Upon its release, Variety – the showbiz Bible – astutely eulogized Jack Haley Jr.’s That’s Entertainment! (1974) with a glowing review, adding “It’s more than a movie…it’s a celebration! While many may ponder the future of Metro-Goldwyn-Mayer no one can deny it’s had one hell of a past.” And indeed, this bumper crop of classic numbers and songs from the studio’s unimpeachable treasure trove, became the biggest and brightest money maker of 1974. Little wonder, since, in just a little over two hours, audiences were magically teleported into a world just the other side of the rainbow. There really was magic in the air, if not – tragically – enough to save the studio from a hostile corporate takeover by Las Vegas financier, Kirk Kerkorian that would, in a very brief span, plunder all of MGM’s loot, selling off its props and costumes to the highest bidder in a much-publicized auction, demolishing its acreage of incredible backlots, and, selling off Metro’s mind-boggling classic movie catalog to cable television mogul, Ted Turner.

Haley had appealed to MGM’s top brass to consider making such a movie as early as 1969. But it was only after Haley’s own hour-long TV tribute, Hollywood: The Dream Factory, hosted by Dick Cavett, was nominated for an Emmy that the powers that be green lit his full-scale ‘dream project’ for a relatively paltry $3,200,000. Daniel Melnick, then the latest in an increasingly forgettable and ineffectual line of studio executives placed atop Metro’s increasingly unstable empire, afforded Haley and his editor, Bud Friedgen the run of the back lot, his choice of old-time stars to co-host the various self-congratulatory segments, and, unprecedented access to the vast un-air-conditioned sheds and warehouses harboring these golden ticket memories from Hollywood’s yesteryear.  As ironic as it seems incongruous to consider today, Leo’s iconic roar was preceded by the optimistic tagline, “Beginning our next 50 years…”

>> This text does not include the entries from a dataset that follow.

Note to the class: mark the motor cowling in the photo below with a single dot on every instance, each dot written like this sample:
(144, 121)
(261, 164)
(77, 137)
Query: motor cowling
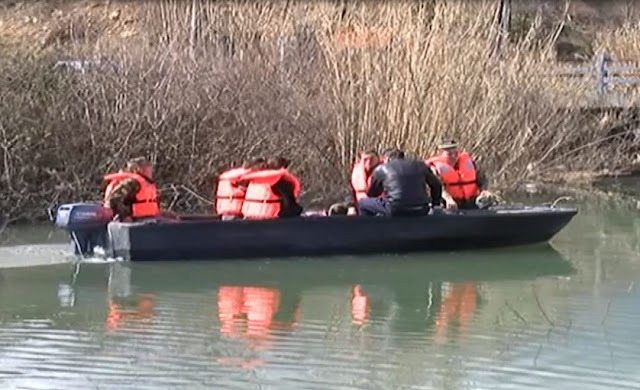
(82, 216)
(86, 224)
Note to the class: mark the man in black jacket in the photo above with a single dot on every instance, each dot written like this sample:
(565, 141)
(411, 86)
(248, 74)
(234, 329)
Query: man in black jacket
(403, 182)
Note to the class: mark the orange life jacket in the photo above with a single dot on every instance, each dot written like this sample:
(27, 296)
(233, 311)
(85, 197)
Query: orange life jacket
(145, 204)
(360, 180)
(230, 197)
(260, 201)
(459, 183)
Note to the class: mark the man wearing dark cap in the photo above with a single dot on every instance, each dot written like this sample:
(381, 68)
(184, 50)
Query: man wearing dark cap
(464, 185)
(402, 181)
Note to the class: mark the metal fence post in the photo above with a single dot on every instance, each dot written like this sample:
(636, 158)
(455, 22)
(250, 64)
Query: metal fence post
(601, 73)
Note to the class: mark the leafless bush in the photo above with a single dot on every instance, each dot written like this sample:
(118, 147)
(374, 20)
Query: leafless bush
(200, 88)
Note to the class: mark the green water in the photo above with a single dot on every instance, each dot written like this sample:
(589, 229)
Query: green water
(564, 316)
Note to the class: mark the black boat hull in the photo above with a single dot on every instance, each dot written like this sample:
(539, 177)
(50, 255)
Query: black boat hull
(211, 239)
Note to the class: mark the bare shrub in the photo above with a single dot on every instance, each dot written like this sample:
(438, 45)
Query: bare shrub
(197, 89)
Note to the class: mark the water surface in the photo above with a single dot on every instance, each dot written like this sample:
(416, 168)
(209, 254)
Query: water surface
(561, 316)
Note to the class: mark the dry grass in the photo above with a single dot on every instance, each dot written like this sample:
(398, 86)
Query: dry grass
(300, 79)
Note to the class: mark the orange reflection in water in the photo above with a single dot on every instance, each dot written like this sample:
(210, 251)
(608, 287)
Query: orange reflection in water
(359, 306)
(458, 305)
(118, 313)
(247, 311)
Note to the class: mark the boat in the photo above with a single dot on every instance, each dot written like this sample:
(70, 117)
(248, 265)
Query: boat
(207, 237)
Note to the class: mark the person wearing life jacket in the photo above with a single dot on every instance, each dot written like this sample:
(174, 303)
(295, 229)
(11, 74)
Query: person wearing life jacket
(361, 178)
(132, 194)
(463, 183)
(404, 182)
(229, 193)
(271, 193)
(359, 183)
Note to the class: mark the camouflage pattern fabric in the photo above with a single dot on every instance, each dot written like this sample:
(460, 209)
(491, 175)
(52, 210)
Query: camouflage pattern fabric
(122, 197)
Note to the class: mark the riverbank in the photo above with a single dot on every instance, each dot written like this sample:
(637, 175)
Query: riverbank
(308, 81)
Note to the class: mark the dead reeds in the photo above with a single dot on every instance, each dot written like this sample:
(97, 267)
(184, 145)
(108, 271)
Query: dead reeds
(201, 84)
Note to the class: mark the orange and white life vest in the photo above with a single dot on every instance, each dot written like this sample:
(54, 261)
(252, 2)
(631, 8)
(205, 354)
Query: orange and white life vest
(460, 183)
(145, 204)
(230, 197)
(260, 201)
(360, 180)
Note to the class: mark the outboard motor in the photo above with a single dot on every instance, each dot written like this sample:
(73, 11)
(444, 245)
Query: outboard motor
(86, 224)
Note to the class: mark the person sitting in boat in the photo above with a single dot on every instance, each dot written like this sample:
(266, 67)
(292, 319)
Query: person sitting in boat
(229, 193)
(359, 183)
(132, 193)
(464, 185)
(272, 192)
(403, 183)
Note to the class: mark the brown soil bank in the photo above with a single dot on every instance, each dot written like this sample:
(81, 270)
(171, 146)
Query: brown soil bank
(195, 85)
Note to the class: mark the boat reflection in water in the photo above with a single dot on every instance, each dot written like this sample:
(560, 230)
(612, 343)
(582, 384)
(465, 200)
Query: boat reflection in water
(244, 313)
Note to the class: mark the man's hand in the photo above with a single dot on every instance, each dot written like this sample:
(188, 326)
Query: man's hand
(448, 201)
(486, 199)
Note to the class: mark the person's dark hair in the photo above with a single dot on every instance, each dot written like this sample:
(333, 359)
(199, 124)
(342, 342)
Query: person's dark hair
(392, 153)
(278, 163)
(256, 162)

Alas, Metro’s fate had already been sealed six years earlier when Kerkorian gained a controlling interest in the company he had zero interest in managing as a film studio.  What appealed to Kerkorian was MGM’s Culver City real estate and the marketability of its namesake, grave-robbing 45-years of Hollywood gold to line the plywood trappings of his newly inaugurated MGM Grand casino in Vegas. With the appointment of television maverick, James T. Aubrey in charge of Metro’s daily operations, Kerkorian wasted no time pillaging for franchise-able assets, slapping the MGM logo on his private airline and Vegas hotel, while drastically reducing the studio’s output to one or two home-grown, and, modestly budgeted programmers per annum. The rest of the yearly spate would be padded out by low budget, independently-made movies purchased outright for a song under lucrative distribution deals.

To those who had spent their lives behind these hallowed gates of Hollywood’s premiere ‘dream factory’, Kerkorian’s corporate takeover proved the final insult. The family atmosphere of the place was gone. Retirements were ‘encouraged’ with Aubrey orchestrating the sell-off of Metro’s mind-boggling assortment of props and costumes in a heart-breaking auction, the ‘profit for profit’s sake’ rape of Louis B. Mayer’s once invincible kingdom filmed for posterity. Chariots from Ben-Hur (1959) Garbo’s gowns from Camille (1936), Judy Garland’s Oz-bound ruby slippers and thousands of other ‘relics’, meticulously archived for decades were suddenly put on the chopping block for the highest bidder. Yet, these were the ‘lucky’ sacrifices.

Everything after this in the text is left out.